Ecosystem, Partners, and Pricing
Beyond the core platform updates, Pega also announced a series of partner integrations and go-to-market shifts:
- Major consulting firms are now embedding Blueprint into their own transformation toolkits, enabling deeper discovery and co-branded client engagements.
- A new low-friction pricing model – “adaptive subscription” – allows smaller teams or new logos to launch with Pega for as little as $60K/year.
- Pega’s Launchpad product, designed for SaaS app builders, now shares architectural DNA with Infinity, allowing for blueprint portability between enterprise and SaaS deployment models.
In essence, the company is trying to broaden its commercial aperture while deepening its enterprise moat – an ambitious and necessary move given the competitive landscape.
What’s Promising
- Blueprint’s Speed-to-Insight: Being able to show business users a functioning preview of a modernized workflow – before a line of production code is written – is an underestimated superpower. It aligns stakeholders, reduces scope creep, and accelerates time-to-value.
- AI as a Builder, Not Just a Bot: Most vendors are still focused on runtime agents (chatbots, assistants). Pega’s framing of design-time agents positions AI as a co-architect, not just a support role. This is strategically smart.
- Governance-First Mentality: In an industry awash in ungoverned GenAI, Pega’s insistence on traceability, auditability, and controlled execution offers real differentiation.
Some Hurdles
- Integration Complexity Still Looms: It’s one thing to ingest legacy materials; it’s another to wire those new workflows into live enterprise systems.
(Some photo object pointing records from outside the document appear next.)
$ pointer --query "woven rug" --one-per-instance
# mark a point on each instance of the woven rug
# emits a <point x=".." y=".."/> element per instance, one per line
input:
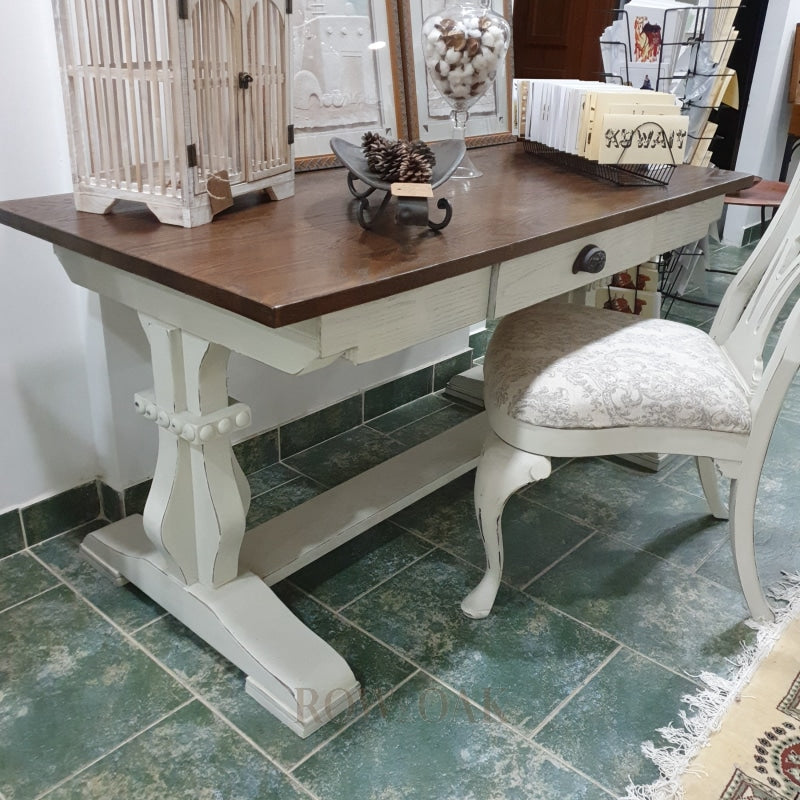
<point x="740" y="738"/>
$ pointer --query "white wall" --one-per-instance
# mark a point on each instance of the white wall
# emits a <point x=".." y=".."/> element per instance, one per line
<point x="71" y="361"/>
<point x="767" y="118"/>
<point x="47" y="441"/>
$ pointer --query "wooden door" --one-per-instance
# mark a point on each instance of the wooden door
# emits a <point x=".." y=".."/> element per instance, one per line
<point x="214" y="68"/>
<point x="266" y="105"/>
<point x="560" y="38"/>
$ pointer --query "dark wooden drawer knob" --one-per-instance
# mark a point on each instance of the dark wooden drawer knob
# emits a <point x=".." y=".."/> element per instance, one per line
<point x="591" y="259"/>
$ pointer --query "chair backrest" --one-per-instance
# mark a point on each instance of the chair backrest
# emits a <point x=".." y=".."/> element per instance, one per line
<point x="754" y="301"/>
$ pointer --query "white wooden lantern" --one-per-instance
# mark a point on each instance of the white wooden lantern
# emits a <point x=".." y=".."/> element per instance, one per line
<point x="163" y="94"/>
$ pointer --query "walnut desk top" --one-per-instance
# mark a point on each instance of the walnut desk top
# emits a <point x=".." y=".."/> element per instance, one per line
<point x="291" y="260"/>
<point x="296" y="284"/>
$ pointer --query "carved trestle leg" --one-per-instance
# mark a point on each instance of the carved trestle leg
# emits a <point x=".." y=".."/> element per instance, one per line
<point x="502" y="470"/>
<point x="184" y="553"/>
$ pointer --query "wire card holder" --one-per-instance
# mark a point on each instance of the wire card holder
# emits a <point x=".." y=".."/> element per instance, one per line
<point x="612" y="132"/>
<point x="690" y="61"/>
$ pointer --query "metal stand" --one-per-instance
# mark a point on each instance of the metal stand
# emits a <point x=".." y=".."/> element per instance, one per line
<point x="410" y="210"/>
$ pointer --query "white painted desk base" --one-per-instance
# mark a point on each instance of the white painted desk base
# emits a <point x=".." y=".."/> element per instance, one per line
<point x="189" y="551"/>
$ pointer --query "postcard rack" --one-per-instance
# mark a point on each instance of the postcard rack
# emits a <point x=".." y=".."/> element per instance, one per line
<point x="693" y="67"/>
<point x="619" y="174"/>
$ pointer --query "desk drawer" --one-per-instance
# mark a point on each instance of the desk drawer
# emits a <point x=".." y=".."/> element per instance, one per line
<point x="530" y="279"/>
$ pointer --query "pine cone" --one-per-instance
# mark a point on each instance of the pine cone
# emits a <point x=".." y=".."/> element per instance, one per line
<point x="401" y="160"/>
<point x="415" y="168"/>
<point x="374" y="147"/>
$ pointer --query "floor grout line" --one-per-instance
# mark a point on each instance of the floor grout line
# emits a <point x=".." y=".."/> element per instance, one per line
<point x="184" y="683"/>
<point x="114" y="749"/>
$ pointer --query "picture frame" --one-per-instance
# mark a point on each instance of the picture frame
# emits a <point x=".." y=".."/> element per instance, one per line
<point x="347" y="76"/>
<point x="428" y="115"/>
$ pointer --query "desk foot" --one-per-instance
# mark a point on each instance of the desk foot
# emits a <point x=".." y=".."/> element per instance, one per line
<point x="290" y="671"/>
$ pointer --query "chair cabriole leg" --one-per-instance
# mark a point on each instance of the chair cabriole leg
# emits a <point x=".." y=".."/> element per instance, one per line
<point x="743" y="503"/>
<point x="710" y="483"/>
<point x="502" y="470"/>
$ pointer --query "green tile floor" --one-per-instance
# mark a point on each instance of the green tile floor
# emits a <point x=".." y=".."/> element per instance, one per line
<point x="619" y="589"/>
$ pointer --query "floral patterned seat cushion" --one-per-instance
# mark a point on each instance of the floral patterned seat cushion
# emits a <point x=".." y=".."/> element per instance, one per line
<point x="567" y="366"/>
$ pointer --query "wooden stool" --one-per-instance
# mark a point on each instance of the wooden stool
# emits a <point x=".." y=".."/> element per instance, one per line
<point x="764" y="194"/>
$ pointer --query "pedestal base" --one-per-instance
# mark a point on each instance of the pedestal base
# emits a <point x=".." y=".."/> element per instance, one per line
<point x="290" y="671"/>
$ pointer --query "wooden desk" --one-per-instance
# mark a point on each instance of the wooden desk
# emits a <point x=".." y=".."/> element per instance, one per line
<point x="296" y="284"/>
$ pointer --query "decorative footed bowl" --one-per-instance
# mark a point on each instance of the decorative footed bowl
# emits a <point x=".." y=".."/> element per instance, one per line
<point x="411" y="210"/>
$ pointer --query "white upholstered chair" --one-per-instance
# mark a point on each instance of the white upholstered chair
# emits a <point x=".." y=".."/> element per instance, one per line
<point x="568" y="380"/>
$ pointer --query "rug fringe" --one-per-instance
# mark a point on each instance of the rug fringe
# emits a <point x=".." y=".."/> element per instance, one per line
<point x="707" y="708"/>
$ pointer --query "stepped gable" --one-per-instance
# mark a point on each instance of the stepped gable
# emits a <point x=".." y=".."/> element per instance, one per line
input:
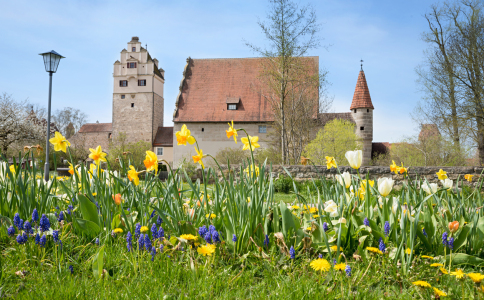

Even with pre-built connectors and simulated data, real integration remains challenging.
- Feature Spread Risks Dilution: With Blueprint, Agentic Fabric, Launchpad, Infinity, and partner variants all on the table, Pega risks overwhelming less sophisticated buyers. The clarity of the story matters just as much as the power of the tools.
My Perspective
Pega is not pitching another AI toy – it’s pitching a disciplined framework for transformation at scale. That alone sets it apart in a landscape crowded with generative hype and half-baked LLM pilots.
Where others have rushed to bolt AI onto legacy workflows, Pega is asking a deeper question: What if AI could help you rebuild those workflows from the ground up?
That’s not an easy promise to fulfill. But it’s a worthwhile one to chase.
For enterprises trapped in decades of tech debt – and for the consultancies that serve them – Pega’s Blueprint and Agentic Process Fabric may offer the clearest on-ramp yet to AI-powered modernization with guardrails.